UN'ALTRA IMMAGINE D'EPOCA DELL'EVENTO DI TUNGUSKA

UN’ALTRA IMMAGINE D’EPOCA DELL’EVENTO DI TUNGUSKA

Insomma, l’asteroide avrebbe semplicemente scalfito la superficie terrestre, praticamente sfiorandola, senza però cadere davvero. Si spiegherebbe cosi sia l’assenza del cratere che di detriti. Ma non tutto convince in questo quadro. Interpellato dal sito Livescience.com, Mark Boslough- fisico dei Laboratori di Los Alamos e professore all’Università del New Mexico-non ha nascosto alcune perplessità: innanzi tutto,  se un oggetto fosse rimbalzato attraverso l’atmosfera senza esplodere,  a suo avviso l’onda d’urto risultante sarebbe stata significativamente più debole dell’onda prodotta dall’ esplosione. «Un corpo sopravvissuto a un tale passaggio attraverso l’atmosfera non avrebbe potuto scendere abbastanza vicino alla superficie per determinare un boom sonico sufficiente da causare il tipo di danno osservato a Tunguska», ha detto Boslough.

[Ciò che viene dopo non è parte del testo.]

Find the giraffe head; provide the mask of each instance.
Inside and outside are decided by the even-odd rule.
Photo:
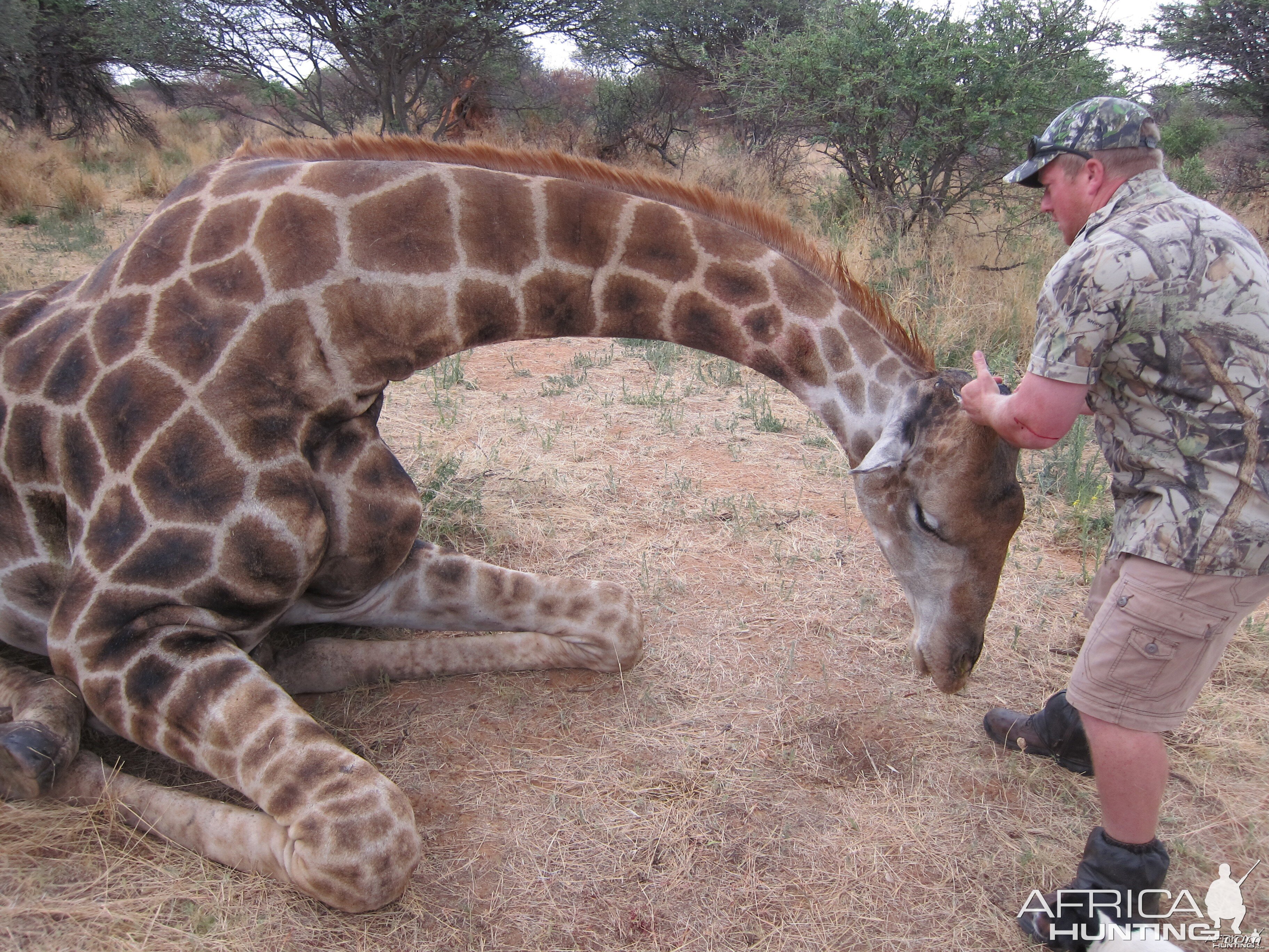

Inoltre, la disposizione degli alberi abbattuti nel sito è a raggiera, come se un enorme rilascio di energia fosse avvenuto a partire da un singolo punto centrale. Proprio come ci si aspetterebbe di vedere dopo uno scoppio a mezz’aria, non per uno shock sonico. Senza dimenticare poi i racconti dei testimoni oculari al momento dell’incidente, coerenti con l’ipotesi di un oggetto che stava precipitando a terra prima di esplodere. Un’obiezione che gli autori dell’articolo hanno in parte accolto, assicurando un ulteriore approfondimento dei calcoli relativi all’onda d’urto prodotta da un asteroide in movimento. Insomma, sull’evento di Tunguska, a quanto pare, non è stata ancora scritta la parola definitiva.